A. Four of 13 members of the Endowment’s Board have recent experience in the forest industry. Only one person, John Weaver, designated as liaison by the Government of Canada, is directly affiliated with the forest products industry. Duane McDougall, former CEO of Willamette Industries (now retired) was recruited for his leadership skills and financial strengths (a CPA by education); Mack Hogans, (retired from Weyerhaeuser Company) is a forester with a broad range of skills and experiences including heading a company foundation. Two of our number are family forest owners (Peggy Clark of AR and Chuck Leavell of GA). We have a former state forester (Bruce Miles, TX); a consultant to forest investors (Jim Rinehart, CA); a former University Dean and Acting Provost (David Thorud, WA); and three of the nation’s leading experts in rural communities (David Dodson, NC; Karl Stauber, VA; and Mil Duncan, NH). Our Chairman, Dick Molpus of Mississippi, owns and runs a Timber Investment Management Organization. Carlton Owen, the Endowment’s President is a forester and wildlife biologist with industry, not-for-profit and private consulting experience.

Q. We've seen press reports about a group that is challenging the Endowment. What's that about?
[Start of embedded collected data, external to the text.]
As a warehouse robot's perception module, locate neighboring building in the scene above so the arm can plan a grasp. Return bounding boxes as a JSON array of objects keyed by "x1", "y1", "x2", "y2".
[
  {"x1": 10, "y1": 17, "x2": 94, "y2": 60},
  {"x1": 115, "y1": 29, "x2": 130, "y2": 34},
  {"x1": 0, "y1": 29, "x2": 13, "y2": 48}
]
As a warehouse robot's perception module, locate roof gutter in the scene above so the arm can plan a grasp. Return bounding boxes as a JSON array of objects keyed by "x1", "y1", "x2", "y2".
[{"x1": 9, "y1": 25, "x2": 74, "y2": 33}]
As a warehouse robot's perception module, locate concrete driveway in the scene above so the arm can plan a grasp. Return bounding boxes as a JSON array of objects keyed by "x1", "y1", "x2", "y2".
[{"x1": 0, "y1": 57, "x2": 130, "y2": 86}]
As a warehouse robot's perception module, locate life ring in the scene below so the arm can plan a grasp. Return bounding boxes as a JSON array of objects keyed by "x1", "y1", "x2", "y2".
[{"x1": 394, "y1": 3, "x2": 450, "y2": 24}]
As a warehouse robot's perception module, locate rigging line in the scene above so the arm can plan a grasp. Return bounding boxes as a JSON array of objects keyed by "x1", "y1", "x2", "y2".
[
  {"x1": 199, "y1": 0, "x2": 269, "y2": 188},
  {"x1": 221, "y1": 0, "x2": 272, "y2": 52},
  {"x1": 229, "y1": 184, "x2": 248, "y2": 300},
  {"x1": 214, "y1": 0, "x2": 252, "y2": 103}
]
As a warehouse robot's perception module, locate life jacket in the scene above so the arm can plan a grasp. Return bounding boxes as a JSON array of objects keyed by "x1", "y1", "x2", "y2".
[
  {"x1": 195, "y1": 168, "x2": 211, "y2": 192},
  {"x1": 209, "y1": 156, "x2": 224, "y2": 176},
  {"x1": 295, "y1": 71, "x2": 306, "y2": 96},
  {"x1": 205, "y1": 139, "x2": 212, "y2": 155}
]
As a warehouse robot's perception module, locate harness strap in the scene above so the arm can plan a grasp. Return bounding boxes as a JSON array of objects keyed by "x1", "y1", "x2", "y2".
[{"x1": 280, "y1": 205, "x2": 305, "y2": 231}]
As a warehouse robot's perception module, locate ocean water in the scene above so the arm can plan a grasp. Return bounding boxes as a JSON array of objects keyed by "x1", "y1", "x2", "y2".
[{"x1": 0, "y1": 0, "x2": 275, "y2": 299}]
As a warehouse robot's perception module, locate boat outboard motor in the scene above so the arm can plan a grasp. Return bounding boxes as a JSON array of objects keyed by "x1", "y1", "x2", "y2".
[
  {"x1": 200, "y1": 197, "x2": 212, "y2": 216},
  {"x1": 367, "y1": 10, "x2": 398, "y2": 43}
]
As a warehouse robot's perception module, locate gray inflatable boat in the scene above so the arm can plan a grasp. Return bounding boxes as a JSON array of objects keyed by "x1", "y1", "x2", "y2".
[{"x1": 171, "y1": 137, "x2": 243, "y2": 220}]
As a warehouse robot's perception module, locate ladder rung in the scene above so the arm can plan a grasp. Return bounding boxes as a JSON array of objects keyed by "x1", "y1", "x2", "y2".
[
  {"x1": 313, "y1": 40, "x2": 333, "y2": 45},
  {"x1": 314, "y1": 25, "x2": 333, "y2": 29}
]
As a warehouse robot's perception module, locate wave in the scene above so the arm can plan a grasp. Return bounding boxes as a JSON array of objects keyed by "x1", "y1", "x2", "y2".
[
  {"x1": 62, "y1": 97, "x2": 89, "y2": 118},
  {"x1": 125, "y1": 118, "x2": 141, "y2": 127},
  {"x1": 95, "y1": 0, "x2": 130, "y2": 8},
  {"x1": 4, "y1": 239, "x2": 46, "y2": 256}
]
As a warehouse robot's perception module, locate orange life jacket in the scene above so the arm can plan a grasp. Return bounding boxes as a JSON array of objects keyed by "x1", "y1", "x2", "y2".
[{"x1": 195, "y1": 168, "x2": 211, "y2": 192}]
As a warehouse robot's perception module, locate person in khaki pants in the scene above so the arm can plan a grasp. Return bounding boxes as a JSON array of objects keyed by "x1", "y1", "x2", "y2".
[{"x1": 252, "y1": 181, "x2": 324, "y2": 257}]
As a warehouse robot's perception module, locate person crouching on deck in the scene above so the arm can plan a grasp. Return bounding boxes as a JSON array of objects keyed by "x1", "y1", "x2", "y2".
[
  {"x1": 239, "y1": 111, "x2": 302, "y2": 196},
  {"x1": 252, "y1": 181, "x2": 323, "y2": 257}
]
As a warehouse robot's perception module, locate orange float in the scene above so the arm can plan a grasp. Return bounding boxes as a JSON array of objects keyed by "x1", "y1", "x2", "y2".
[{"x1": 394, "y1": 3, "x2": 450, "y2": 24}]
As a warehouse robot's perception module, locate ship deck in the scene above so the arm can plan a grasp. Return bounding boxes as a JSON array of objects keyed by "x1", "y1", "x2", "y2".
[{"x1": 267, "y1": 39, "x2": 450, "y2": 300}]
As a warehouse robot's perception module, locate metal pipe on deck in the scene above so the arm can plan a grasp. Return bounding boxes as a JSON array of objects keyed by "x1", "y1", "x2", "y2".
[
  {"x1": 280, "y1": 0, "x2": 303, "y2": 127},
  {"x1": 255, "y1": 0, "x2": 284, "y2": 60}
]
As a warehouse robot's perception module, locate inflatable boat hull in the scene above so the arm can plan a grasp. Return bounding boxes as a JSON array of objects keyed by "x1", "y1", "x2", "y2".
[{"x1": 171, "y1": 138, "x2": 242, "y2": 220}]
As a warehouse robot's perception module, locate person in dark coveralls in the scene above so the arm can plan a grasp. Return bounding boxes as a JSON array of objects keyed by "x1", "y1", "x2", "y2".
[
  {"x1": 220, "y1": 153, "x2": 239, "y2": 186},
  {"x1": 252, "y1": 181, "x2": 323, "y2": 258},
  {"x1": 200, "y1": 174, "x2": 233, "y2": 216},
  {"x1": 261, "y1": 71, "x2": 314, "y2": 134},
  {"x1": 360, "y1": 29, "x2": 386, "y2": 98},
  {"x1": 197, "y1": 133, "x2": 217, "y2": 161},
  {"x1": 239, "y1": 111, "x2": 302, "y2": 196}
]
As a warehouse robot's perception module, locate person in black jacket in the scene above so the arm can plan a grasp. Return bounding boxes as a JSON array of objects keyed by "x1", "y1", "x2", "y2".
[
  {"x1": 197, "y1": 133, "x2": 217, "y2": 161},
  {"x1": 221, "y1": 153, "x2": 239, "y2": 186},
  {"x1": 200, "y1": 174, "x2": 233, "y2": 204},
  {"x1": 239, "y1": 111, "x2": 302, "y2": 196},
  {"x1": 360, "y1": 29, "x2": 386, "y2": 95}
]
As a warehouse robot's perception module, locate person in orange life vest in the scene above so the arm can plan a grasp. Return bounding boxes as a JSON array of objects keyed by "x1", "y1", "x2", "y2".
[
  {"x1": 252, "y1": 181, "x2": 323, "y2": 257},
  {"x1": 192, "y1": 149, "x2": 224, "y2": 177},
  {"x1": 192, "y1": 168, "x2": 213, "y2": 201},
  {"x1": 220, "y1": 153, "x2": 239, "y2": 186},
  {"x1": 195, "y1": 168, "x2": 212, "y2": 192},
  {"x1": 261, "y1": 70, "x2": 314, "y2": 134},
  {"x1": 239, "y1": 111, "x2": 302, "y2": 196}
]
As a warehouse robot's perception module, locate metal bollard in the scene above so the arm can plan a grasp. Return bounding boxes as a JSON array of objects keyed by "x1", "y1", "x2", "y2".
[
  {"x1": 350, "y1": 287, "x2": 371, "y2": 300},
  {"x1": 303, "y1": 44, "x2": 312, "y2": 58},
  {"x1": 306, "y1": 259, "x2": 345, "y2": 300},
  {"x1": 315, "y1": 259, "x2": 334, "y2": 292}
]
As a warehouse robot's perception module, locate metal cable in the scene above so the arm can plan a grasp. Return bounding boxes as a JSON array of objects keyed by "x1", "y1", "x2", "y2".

A. This stems from a single source, the Washington Forest Law Center (WFLC) in Seattle. WFLC is a public interest law firm involved in a number of challenges regarding public and private lands issues primarily in the Northwest. In the current matter, WFLC purports to represent itself along with three environmental organizations – Sierra Club, Center for Biological Diversity and Conservation Northwest. In an hour-long call on July 3, 2007, WFLC stated their concerns that the Administration had not directed the funds to programs and activities that WFLC deemed priority. WFLC repeatedly demanded “multiple board seats” on the Endowment to ensure that funds would be deployed in keeping with their interests. We made clear that the Endowment Board of Directors had been established in accord with the SLA and that WFLC’s interests would be addressed on a par with those of a multitude of other interested parties. Under no circumstances would the Endowment acquiesce to WFLC’s demand for board seats. WFLC representatives made clear that if their demands were not met, they would leverage press and political support. They’ve made good on those threats to generate attention. WFLC has also filed a Freedom of Information Act (FOIA) request seeking government documents regarding selection of organizations designated to receive funds under the “meritorious initiatives” section of the SLA. WFLC has followed that request with a FOIA lawsuit against the Administration to obtain additional information. The Endowment is not a party to that litigation.